Le témoignage accablant des enfants

La scène de crime a été découverte au petit matin par les deux filles aînées du couple, après qu’elles ont remarqué des traces de sang. Les cinq enfants de la fratrie ont apporté des éléments cruciaux à l’enquête : certains ont rapporté une dispute vers 4 heures du matin et des paroles inquiétantes entendues durant la nuit, notamment un « Repose en paix ». L’une des filles a également décrit avoir vu son père avec un couteau couvert de sang.

L’accusé a été retrouvé plus tard, prostré et ensanglanté dans le coffre de sa voiture. Les tests de dépistage ont révélé qu’il n’était sous l’emprise ni d’alcool ni de stupéfiants. L’autopsie de la victime a mis en évidence deux plaies thoraciques et des lésions graves au niveau du cou, confirmant une mort par asphyxie et hémorragie massive.

La personnalité de l’accusé en question

La cour devra se prononcer sur la réalité des pertes de contrôle et de l’amnésie invoquées par la défense, qui suggère également l’existence de troubles anciens comme le somnambulisme. Le parcours de vie de l’accusé a été décrit comme tourmenté, marqué par un climat de violences familiales. Sa propre mère l’a dépeint comme un homme renfermé, fuyant les conflits jusqu’à l’explosion, le comparant à une « cocotte-minute » à bout de forces.

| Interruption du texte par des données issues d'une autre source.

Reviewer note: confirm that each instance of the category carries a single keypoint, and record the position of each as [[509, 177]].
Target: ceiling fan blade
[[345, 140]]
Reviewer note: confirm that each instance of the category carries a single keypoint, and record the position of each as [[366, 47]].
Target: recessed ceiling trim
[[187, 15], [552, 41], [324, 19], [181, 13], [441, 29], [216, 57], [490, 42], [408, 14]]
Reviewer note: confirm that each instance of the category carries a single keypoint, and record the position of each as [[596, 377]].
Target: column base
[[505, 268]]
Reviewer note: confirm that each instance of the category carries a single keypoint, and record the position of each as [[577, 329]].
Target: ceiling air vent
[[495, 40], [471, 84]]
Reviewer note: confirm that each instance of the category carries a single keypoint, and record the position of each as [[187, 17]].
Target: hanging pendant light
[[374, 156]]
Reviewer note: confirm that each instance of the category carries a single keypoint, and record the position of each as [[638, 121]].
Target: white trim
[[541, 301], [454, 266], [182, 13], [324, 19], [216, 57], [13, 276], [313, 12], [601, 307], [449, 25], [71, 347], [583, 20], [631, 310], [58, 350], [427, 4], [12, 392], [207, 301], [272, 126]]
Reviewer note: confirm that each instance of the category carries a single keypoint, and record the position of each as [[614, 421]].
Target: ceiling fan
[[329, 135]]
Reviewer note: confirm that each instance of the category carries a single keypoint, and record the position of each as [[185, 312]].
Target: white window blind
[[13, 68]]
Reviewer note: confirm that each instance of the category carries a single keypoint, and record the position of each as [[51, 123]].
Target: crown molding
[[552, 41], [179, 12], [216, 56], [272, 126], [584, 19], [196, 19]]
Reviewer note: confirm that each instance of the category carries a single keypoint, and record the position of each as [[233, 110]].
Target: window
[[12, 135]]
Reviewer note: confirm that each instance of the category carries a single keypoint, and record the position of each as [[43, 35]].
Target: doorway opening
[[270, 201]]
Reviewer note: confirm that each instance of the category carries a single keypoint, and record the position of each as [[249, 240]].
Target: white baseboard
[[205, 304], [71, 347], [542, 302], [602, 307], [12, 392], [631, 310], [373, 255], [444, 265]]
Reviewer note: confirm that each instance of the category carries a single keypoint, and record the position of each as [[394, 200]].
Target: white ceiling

Isabelle Bettencourt était, quant à elle, perçue comme une femme joyeuse et droite. L’enquête a soulevé l’hypothèse d’une jalousie liée à une relation qu’elle entretenait avec un collègue de son mari, bien que l’accusé conteste ce mobile. En parallèle, une autre procédure concerne des faits de violences paternelles signalés par les enfants. Le verdict de ce procès est attendu pour le 13 avril.